自民党改憲案に危機感 「政教分離の会」全国集会 2013年6月15日

 「政教分離の会」(西川重則・事務局長)は5月25日、東京・渋谷の新宗連会館で全国集会「改憲を目指す安倍内閣と私たちの課題」を行った。共にキリスト者である西川事務局長、常任幹事の小池健治弁護士が講演した。

 西川事務局長は「戦後68年の今を考える」とのテーマで、基本的人権や天皇制、靖国神社問題、第二次安倍内閣などに対する思いを述べた。「政教分離の反対は政教一致。天皇制と一つになることだ。そんな世の中は絶対にダメだ。民主主義の本質から考えれば天皇制はいらない」と強く述べ、「クリスチャンとして『天皇の戦争責任』をどうしても書きたいと思っている」と主張した。西川事務局長は現在、キリスト教学校に通う10代の若者らに対して学習会を主宰しているという。

 小池弁護士は、「改憲勢力との戦いの経過と今何をすべきかを考える」と題し、自身の体験も交えつつ話した。日本が国際連盟を脱退した年に生まれたという小池弁護士。日本が敗戦になり新憲法が誕生したときの喜びなど、今に至るまでの動きを時系列に語った。

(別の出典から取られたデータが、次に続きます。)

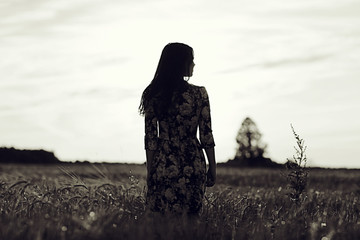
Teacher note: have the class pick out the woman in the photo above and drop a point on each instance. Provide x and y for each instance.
(174, 109)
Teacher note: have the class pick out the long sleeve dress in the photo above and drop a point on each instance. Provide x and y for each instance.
(178, 170)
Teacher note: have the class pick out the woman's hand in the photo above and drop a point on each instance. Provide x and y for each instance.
(210, 178)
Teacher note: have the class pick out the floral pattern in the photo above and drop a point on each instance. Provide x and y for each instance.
(177, 177)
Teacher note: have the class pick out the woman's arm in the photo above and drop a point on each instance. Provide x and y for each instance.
(149, 160)
(211, 174)
(206, 137)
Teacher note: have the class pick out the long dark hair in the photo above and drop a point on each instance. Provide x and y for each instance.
(173, 66)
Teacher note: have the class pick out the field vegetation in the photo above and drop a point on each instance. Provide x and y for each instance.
(106, 201)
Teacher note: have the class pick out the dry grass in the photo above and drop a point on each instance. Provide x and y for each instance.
(107, 202)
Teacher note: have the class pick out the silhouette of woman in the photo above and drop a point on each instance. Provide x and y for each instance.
(174, 110)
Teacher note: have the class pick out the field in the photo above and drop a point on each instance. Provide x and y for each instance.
(106, 201)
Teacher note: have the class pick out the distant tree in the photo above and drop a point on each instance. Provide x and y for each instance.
(249, 140)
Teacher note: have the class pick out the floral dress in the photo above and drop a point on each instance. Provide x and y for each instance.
(177, 177)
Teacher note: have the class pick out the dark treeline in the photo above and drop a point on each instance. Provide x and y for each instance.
(13, 155)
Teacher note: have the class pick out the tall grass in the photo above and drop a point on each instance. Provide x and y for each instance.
(245, 204)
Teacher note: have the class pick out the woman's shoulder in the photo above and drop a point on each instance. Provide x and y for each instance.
(201, 90)
(196, 88)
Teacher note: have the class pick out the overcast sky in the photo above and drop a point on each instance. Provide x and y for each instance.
(72, 73)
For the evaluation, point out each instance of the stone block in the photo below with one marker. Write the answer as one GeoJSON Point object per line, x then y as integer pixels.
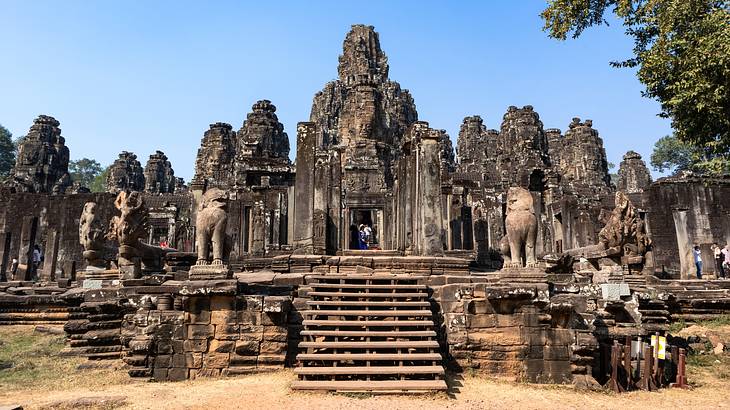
{"type": "Point", "coordinates": [480, 321]}
{"type": "Point", "coordinates": [271, 360]}
{"type": "Point", "coordinates": [227, 332]}
{"type": "Point", "coordinates": [240, 360]}
{"type": "Point", "coordinates": [275, 334]}
{"type": "Point", "coordinates": [193, 360]}
{"type": "Point", "coordinates": [177, 374]}
{"type": "Point", "coordinates": [221, 346]}
{"type": "Point", "coordinates": [246, 317]}
{"type": "Point", "coordinates": [556, 336]}
{"type": "Point", "coordinates": [276, 304]}
{"type": "Point", "coordinates": [159, 374]}
{"type": "Point", "coordinates": [200, 331]}
{"type": "Point", "coordinates": [196, 345]}
{"type": "Point", "coordinates": [254, 303]}
{"type": "Point", "coordinates": [222, 302]}
{"type": "Point", "coordinates": [178, 360]}
{"type": "Point", "coordinates": [216, 360]}
{"type": "Point", "coordinates": [223, 317]}
{"type": "Point", "coordinates": [247, 348]}
{"type": "Point", "coordinates": [274, 319]}
{"type": "Point", "coordinates": [273, 348]}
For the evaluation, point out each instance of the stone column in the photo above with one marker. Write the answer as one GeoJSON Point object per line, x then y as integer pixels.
{"type": "Point", "coordinates": [428, 196]}
{"type": "Point", "coordinates": [304, 187]}
{"type": "Point", "coordinates": [50, 258]}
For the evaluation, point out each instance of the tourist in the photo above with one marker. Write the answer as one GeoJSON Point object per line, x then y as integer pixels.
{"type": "Point", "coordinates": [36, 260]}
{"type": "Point", "coordinates": [368, 234]}
{"type": "Point", "coordinates": [14, 267]}
{"type": "Point", "coordinates": [719, 259]}
{"type": "Point", "coordinates": [362, 240]}
{"type": "Point", "coordinates": [698, 260]}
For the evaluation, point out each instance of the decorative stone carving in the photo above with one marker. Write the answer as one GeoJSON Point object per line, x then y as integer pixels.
{"type": "Point", "coordinates": [211, 238]}
{"type": "Point", "coordinates": [91, 237]}
{"type": "Point", "coordinates": [214, 166]}
{"type": "Point", "coordinates": [125, 174]}
{"type": "Point", "coordinates": [159, 176]}
{"type": "Point", "coordinates": [633, 175]}
{"type": "Point", "coordinates": [42, 164]}
{"type": "Point", "coordinates": [521, 227]}
{"type": "Point", "coordinates": [625, 231]}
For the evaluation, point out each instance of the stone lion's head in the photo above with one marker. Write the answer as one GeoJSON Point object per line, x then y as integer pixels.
{"type": "Point", "coordinates": [519, 199]}
{"type": "Point", "coordinates": [214, 198]}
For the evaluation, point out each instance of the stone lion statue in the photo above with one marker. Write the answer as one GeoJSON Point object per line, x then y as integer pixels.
{"type": "Point", "coordinates": [210, 227]}
{"type": "Point", "coordinates": [521, 226]}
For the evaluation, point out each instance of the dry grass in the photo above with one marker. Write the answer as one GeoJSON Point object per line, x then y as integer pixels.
{"type": "Point", "coordinates": [30, 360]}
{"type": "Point", "coordinates": [61, 386]}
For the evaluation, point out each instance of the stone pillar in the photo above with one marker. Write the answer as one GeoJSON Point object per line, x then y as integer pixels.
{"type": "Point", "coordinates": [50, 258]}
{"type": "Point", "coordinates": [304, 187]}
{"type": "Point", "coordinates": [27, 240]}
{"type": "Point", "coordinates": [7, 244]}
{"type": "Point", "coordinates": [429, 230]}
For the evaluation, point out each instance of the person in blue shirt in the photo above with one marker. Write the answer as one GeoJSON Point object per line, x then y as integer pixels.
{"type": "Point", "coordinates": [698, 261]}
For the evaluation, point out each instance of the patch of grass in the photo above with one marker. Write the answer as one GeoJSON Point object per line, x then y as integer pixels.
{"type": "Point", "coordinates": [31, 360]}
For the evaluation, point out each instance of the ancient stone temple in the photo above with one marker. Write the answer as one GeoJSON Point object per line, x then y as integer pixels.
{"type": "Point", "coordinates": [158, 175]}
{"type": "Point", "coordinates": [633, 175]}
{"type": "Point", "coordinates": [346, 153]}
{"type": "Point", "coordinates": [42, 164]}
{"type": "Point", "coordinates": [513, 257]}
{"type": "Point", "coordinates": [125, 173]}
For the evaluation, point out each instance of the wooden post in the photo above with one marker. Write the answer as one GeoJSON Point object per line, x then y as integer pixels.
{"type": "Point", "coordinates": [627, 364]}
{"type": "Point", "coordinates": [681, 371]}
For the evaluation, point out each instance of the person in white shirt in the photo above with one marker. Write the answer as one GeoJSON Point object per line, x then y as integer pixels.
{"type": "Point", "coordinates": [719, 259]}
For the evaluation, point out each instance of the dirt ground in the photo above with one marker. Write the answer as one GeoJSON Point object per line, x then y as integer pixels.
{"type": "Point", "coordinates": [110, 388]}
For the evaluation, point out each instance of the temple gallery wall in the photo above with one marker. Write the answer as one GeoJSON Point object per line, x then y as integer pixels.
{"type": "Point", "coordinates": [513, 254]}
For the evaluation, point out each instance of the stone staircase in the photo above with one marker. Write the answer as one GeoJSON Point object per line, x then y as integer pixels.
{"type": "Point", "coordinates": [369, 333]}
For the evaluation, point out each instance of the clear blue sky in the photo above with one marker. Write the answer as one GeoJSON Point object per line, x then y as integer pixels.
{"type": "Point", "coordinates": [147, 75]}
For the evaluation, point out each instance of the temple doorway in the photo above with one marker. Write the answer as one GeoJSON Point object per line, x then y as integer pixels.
{"type": "Point", "coordinates": [367, 217]}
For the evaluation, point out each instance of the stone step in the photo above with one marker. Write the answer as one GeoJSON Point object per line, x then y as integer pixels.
{"type": "Point", "coordinates": [425, 313]}
{"type": "Point", "coordinates": [368, 295]}
{"type": "Point", "coordinates": [363, 286]}
{"type": "Point", "coordinates": [371, 386]}
{"type": "Point", "coordinates": [371, 345]}
{"type": "Point", "coordinates": [358, 303]}
{"type": "Point", "coordinates": [369, 333]}
{"type": "Point", "coordinates": [370, 356]}
{"type": "Point", "coordinates": [347, 370]}
{"type": "Point", "coordinates": [368, 323]}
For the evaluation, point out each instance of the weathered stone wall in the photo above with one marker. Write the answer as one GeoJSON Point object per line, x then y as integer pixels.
{"type": "Point", "coordinates": [683, 212]}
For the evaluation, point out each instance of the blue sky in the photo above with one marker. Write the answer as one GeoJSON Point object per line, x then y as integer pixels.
{"type": "Point", "coordinates": [147, 75]}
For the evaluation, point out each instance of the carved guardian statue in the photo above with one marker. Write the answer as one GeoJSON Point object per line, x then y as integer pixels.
{"type": "Point", "coordinates": [210, 235]}
{"type": "Point", "coordinates": [521, 226]}
{"type": "Point", "coordinates": [91, 236]}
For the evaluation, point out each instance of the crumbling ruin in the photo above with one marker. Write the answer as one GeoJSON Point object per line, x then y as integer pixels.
{"type": "Point", "coordinates": [513, 256]}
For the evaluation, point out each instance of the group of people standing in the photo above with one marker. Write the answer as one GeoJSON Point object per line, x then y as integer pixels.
{"type": "Point", "coordinates": [722, 260]}
{"type": "Point", "coordinates": [361, 237]}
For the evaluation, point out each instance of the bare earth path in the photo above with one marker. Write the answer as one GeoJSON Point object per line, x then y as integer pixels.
{"type": "Point", "coordinates": [271, 391]}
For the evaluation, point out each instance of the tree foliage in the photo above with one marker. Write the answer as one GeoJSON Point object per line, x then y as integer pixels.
{"type": "Point", "coordinates": [682, 52]}
{"type": "Point", "coordinates": [98, 184]}
{"type": "Point", "coordinates": [7, 152]}
{"type": "Point", "coordinates": [671, 154]}
{"type": "Point", "coordinates": [84, 171]}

 また、自民党による憲法改正草案を「国民のほうが制限される憲法」であるとし、「戦前復帰への志向が顕著だ。立憲主義からも疑問を持たざるをえない」と総括した。特に、〈表現の自由〉第21条に関しては「この文章からは、わたしのような世代では、大日本国憲法を思い出す。『信教の自由』は制限付きだった。危機感を持つ」と、意見を述べた。

 改憲をめぐる一連の動きについて小池弁護士は、「今の50~60歳代の人には切迫感がないと思う。それはつまり安倍首相や高市政調会長の世代だ。政治の世界でも、後藤田正晴さんや、野中広務さんは、戦争を直に体験した世代で悲惨な目に遭っているから、軽々しく『憲法改正』なんて口走らない」と述べた。